1. Understand Vector Autoregression (VAR) model structure
2. Estimate and interpret VAR models in Python
3. Conduct Granger causality tests
4. Compute and interpret Impulse Response Functions (IRF)
5. Analyze Forecast Error Variance Decomposition (FEVD)
6. Apply VAR to real economic data

## Setup

In [None]:
# Core libraries
import numpy as np
import pandas as pd
import matplotlib.pyplot as plt
import warnings
warnings.filterwarnings('ignore')

# VAR modeling
from statsmodels.tsa.api import VAR
from statsmodels.tsa.stattools import adfuller, grangercausalitytests
from statsmodels.tsa.vector_ar.vecm import coint_johansen
from statsmodels.graphics.tsaplots import plot_acf, plot_pacf
from scipy import stats

# Plotting style
plt.rcParams['figure.figsize'] = (12, 5)
plt.rcParams['font.size'] = 11
plt.rcParams['axes.facecolor'] = 'none'
plt.rcParams['figure.facecolor'] = 'none'
plt.rcParams['axes.grid'] = False
plt.rcParams['axes.spines.top'] = False
plt.rcParams['axes.spines.right'] = False

COLORS = {'blue': '#1A3A6E', 'red': '#DC3545', 'green': '#2E7D32', 'orange': '#E67E22'}

print("Setup complete!")

---
# Part 1: Multiple Choice Quiz (20 Questions)

Answer the following questions about VAR models and Granger causality.

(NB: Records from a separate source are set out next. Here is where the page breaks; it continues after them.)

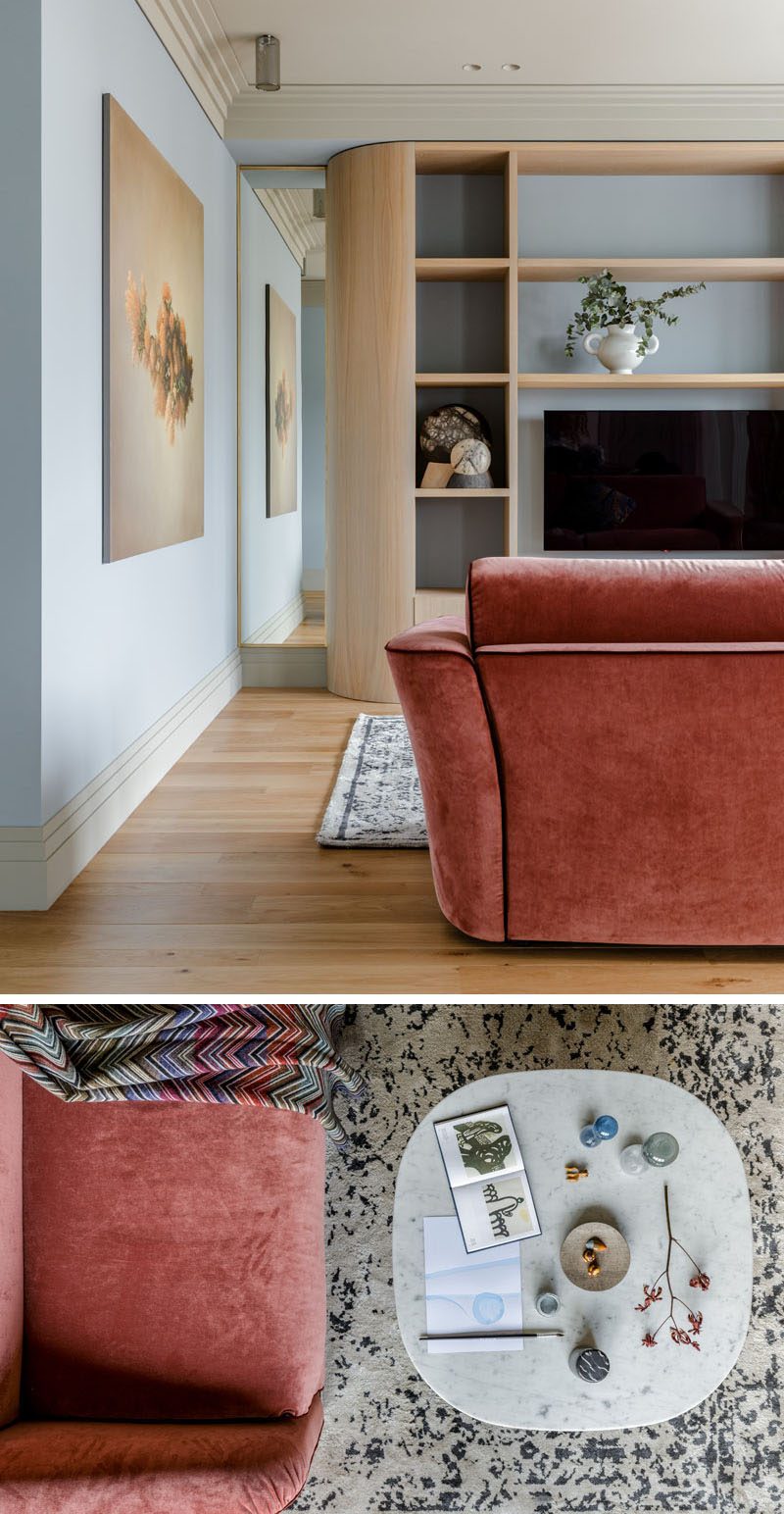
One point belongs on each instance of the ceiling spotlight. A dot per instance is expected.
(267, 61)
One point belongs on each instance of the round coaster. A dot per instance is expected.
(613, 1263)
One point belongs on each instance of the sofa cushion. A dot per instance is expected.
(11, 1265)
(172, 1260)
(522, 600)
(82, 1467)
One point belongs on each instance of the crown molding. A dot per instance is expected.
(508, 113)
(200, 49)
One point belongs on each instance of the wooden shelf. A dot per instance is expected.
(462, 270)
(603, 158)
(651, 380)
(430, 603)
(461, 380)
(462, 494)
(653, 270)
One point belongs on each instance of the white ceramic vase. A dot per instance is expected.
(617, 348)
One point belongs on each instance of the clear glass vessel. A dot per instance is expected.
(633, 1160)
(661, 1149)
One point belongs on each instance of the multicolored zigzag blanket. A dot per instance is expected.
(274, 1054)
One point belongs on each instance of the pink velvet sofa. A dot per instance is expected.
(601, 750)
(163, 1305)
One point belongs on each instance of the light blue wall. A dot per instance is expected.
(271, 548)
(122, 642)
(314, 441)
(20, 412)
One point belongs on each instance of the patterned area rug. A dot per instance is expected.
(389, 1443)
(377, 800)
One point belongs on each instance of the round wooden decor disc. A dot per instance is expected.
(613, 1261)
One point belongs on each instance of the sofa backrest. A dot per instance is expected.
(11, 1252)
(545, 600)
(172, 1260)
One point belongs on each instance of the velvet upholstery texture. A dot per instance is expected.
(11, 1252)
(444, 709)
(172, 1260)
(654, 829)
(628, 717)
(522, 600)
(83, 1467)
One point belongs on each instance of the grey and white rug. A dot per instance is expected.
(389, 1443)
(377, 800)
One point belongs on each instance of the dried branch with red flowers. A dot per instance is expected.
(683, 1335)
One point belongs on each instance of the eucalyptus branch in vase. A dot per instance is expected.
(608, 303)
(680, 1333)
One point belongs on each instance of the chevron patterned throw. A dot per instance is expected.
(274, 1054)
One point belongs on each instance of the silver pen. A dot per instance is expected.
(505, 1335)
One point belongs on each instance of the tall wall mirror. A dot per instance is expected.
(282, 238)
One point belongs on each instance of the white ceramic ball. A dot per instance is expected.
(471, 456)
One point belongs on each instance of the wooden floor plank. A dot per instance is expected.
(216, 886)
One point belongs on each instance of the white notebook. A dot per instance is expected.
(486, 1174)
(465, 1294)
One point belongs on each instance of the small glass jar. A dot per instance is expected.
(661, 1149)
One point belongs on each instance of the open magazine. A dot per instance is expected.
(488, 1179)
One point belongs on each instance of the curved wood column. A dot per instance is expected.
(371, 414)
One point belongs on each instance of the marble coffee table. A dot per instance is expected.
(710, 1213)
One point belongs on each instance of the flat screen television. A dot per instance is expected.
(664, 480)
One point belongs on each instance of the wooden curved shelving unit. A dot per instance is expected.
(369, 414)
(372, 373)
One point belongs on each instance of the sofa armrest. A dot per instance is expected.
(88, 1467)
(452, 740)
(11, 1254)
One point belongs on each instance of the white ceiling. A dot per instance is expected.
(555, 41)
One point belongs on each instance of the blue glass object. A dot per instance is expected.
(661, 1149)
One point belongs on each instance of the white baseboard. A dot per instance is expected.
(38, 862)
(283, 667)
(280, 624)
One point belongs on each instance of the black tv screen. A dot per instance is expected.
(664, 480)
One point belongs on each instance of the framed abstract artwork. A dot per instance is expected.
(153, 347)
(280, 406)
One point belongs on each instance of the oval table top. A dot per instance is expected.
(533, 1388)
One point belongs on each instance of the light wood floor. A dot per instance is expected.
(216, 886)
(309, 633)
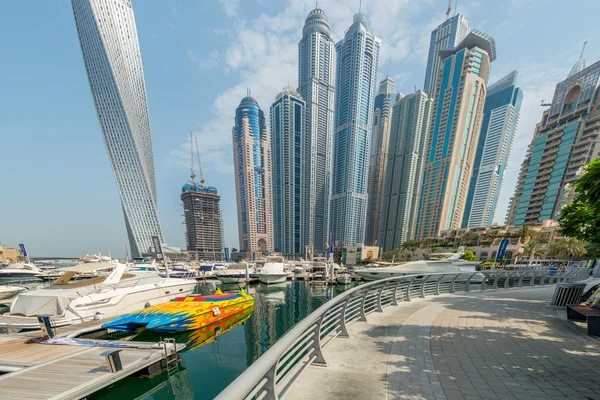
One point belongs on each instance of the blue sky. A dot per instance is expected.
(57, 193)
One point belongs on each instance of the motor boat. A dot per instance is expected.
(273, 271)
(70, 301)
(20, 271)
(450, 265)
(237, 274)
(183, 313)
(344, 279)
(180, 270)
(8, 291)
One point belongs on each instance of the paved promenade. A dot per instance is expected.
(506, 344)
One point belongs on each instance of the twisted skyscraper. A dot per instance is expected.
(316, 58)
(356, 80)
(109, 43)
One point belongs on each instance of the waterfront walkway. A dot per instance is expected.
(508, 344)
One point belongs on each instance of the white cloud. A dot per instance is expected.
(231, 7)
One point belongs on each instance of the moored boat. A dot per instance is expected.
(184, 313)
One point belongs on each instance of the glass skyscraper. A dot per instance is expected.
(446, 36)
(111, 53)
(564, 141)
(378, 158)
(500, 121)
(253, 181)
(411, 117)
(356, 80)
(456, 123)
(316, 60)
(290, 149)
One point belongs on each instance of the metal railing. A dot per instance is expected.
(273, 373)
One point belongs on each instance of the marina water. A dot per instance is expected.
(225, 351)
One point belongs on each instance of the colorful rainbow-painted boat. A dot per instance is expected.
(184, 313)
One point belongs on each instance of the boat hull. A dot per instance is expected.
(272, 278)
(183, 314)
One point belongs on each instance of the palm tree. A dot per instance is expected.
(526, 233)
(531, 249)
(567, 247)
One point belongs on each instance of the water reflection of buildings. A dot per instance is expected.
(276, 310)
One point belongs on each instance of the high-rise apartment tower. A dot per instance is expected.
(446, 36)
(564, 141)
(253, 181)
(456, 123)
(111, 53)
(500, 122)
(290, 151)
(356, 79)
(316, 60)
(411, 117)
(378, 158)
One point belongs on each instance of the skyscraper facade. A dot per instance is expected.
(316, 60)
(290, 149)
(202, 211)
(446, 36)
(498, 129)
(356, 79)
(253, 180)
(564, 141)
(411, 117)
(456, 122)
(111, 53)
(378, 158)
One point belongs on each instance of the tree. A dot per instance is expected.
(468, 256)
(581, 218)
(531, 249)
(526, 233)
(567, 247)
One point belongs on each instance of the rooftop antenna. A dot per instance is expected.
(192, 175)
(199, 165)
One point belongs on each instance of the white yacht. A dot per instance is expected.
(71, 301)
(20, 271)
(273, 271)
(450, 264)
(236, 273)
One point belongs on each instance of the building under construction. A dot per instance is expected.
(202, 213)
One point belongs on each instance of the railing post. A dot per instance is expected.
(344, 331)
(520, 284)
(452, 290)
(408, 289)
(271, 385)
(319, 360)
(437, 286)
(394, 299)
(423, 282)
(468, 284)
(363, 315)
(378, 307)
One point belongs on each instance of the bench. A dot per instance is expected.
(591, 314)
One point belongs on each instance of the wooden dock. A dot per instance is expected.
(71, 372)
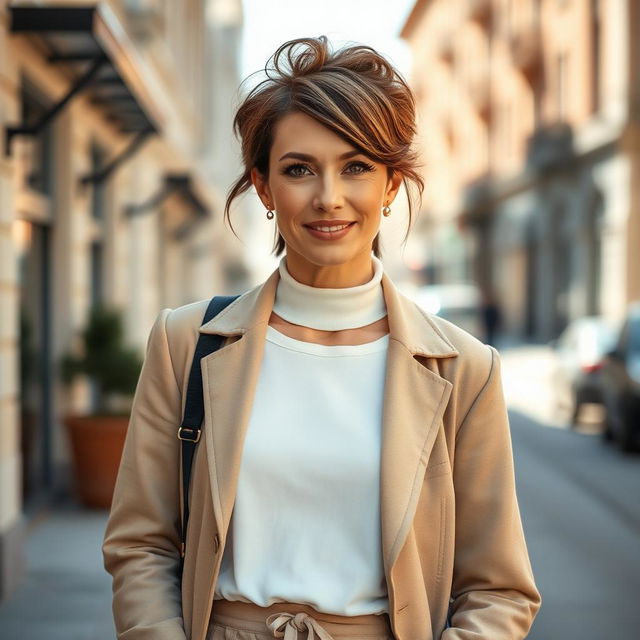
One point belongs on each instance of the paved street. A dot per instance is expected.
(579, 502)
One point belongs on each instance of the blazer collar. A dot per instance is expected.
(408, 324)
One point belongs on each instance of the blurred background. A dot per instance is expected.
(117, 152)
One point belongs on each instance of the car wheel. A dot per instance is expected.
(626, 440)
(607, 428)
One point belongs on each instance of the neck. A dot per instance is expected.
(330, 309)
(358, 271)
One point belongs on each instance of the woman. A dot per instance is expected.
(354, 477)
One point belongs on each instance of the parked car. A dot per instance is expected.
(621, 384)
(576, 375)
(459, 303)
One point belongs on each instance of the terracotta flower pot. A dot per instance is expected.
(96, 445)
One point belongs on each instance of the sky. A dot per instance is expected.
(377, 23)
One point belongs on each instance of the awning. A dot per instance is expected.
(91, 42)
(184, 187)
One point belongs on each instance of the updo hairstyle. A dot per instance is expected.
(354, 91)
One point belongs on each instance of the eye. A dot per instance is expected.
(360, 167)
(296, 170)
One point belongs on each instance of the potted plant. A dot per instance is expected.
(97, 439)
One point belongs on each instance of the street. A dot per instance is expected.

Run each cell after entering your answer to check if you're correct.

### Quiz 1: VAR Definition

**Question:** In a VAR(2) model with 3 variables, how many coefficient matrices $\mathbf{A}_i$ are there?

- A) 2
- B) 3
- C) 6
- D) 9

In [None]:
# Enter your answer: 'A', 'B', 'C', or 'D'
quiz1_answer = ''  # <-- Enter your answer here

# Check answer
if quiz1_answer.upper() == 'A':
    print("✓ CORRECT!")
    print("VAR(p) has p coefficient matrices, one for each lag.")
    print("VAR(2) has A₁ and A₂, each of size K×K where K=3.")
elif quiz1_answer:
    print("✗ Incorrect. Try again!")
    print("Hint: The lag order p determines the number of coefficient matrices.")

### Quiz 2: Number of Parameters

**Question:** A VAR(2) with K=3 variables (including constants) has how many parameters per equation?

- A) 3
- B) 6
- C) 7
- D) 9

In [None]:
# Enter your answer: 'A', 'B', 'C', or 'D'
quiz2_answer = ''  # <-- Enter your answer here

# Check answer
if quiz2_answer.upper() == 'C':
    print("✓ CORRECT!")
    print("Per equation: 1 (constant) + K × p = 1 + 3 × 2 = 7 parameters")
    print("Total system: K × (1 + Kp) = 3 × 7 = 21 parameters")
elif quiz2_answer:
    print("✗ Incorrect. Try again!")
    print("Hint: Each equation has a constant plus K coefficients for each of p lags.")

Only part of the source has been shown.